We evaluated cardiovascular disease (CVD) risk factors in American Indians/Alaska Natives (AI/ANs) with diabetes in the Special Diabetes Program for Indians Healthy Heart (SDPI-HH) Demonstration Project.


Multidisciplinary teams implemented an intensive case management intervention among 30 health care programs serving 138 tribes. The project recruited 3373 participants, with and without current CVD, between 2006 and 2009. We examined data collected at baseline and 1 year later to determine whether improvements occurred in CVD risk factors and in Framingham coronary heart disease (CHD) risk scores, aspirin use, and smoking status.

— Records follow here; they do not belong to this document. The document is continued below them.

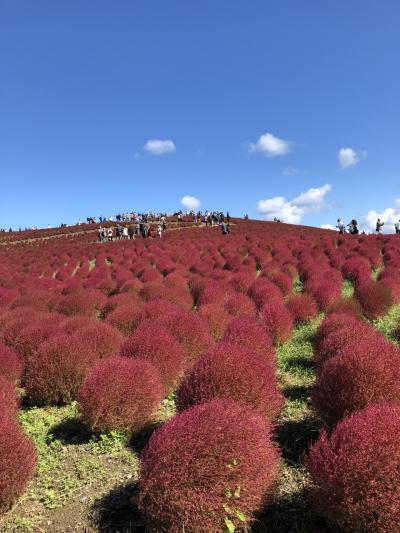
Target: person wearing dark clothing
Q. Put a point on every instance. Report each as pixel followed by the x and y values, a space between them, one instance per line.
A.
pixel 379 225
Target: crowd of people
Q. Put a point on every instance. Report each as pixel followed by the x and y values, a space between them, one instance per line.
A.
pixel 141 227
pixel 353 228
pixel 210 218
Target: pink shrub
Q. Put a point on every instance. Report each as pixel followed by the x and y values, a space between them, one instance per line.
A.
pixel 17 462
pixel 355 473
pixel 263 291
pixel 102 339
pixel 226 372
pixel 375 299
pixel 190 330
pixel 9 402
pixel 278 321
pixel 10 364
pixel 55 374
pixel 125 317
pixel 250 333
pixel 155 344
pixel 221 446
pixel 217 319
pixel 365 371
pixel 120 393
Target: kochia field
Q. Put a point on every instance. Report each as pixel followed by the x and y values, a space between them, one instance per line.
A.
pixel 200 382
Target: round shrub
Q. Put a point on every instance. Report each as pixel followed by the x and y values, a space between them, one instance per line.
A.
pixel 190 330
pixel 278 321
pixel 17 462
pixel 125 317
pixel 217 319
pixel 10 364
pixel 239 304
pixel 33 335
pixel 55 374
pixel 355 473
pixel 303 308
pixel 346 305
pixel 326 294
pixel 364 372
pixel 153 342
pixel 102 339
pixel 120 393
pixel 86 303
pixel 232 373
pixel 227 468
pixel 263 291
pixel 283 281
pixel 9 402
pixel 75 323
pixel 375 299
pixel 249 333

A1c levels decreased an average of 0.2% (P < .001). Systolic and diastolic blood pressure, low-density lipoprotein (LDL) cholesterol, and triglyceride levels decreased, with the largest significant reduction in LDL cholesterol (∆ = -5.29 mg/dL; P < .001). Average Framingham CHD risk scores also decreased significantly. Aspirin therapy increased significantly, and smoking decreased. Participants with more case management visits had significantly greater reductions in LDL cholesterol and A1c values.


SDPI-HH successfully translated an intensive case management intervention. Creative retention strategies and an improved understanding of organizational challenges are needed for future Indian health translational efforts.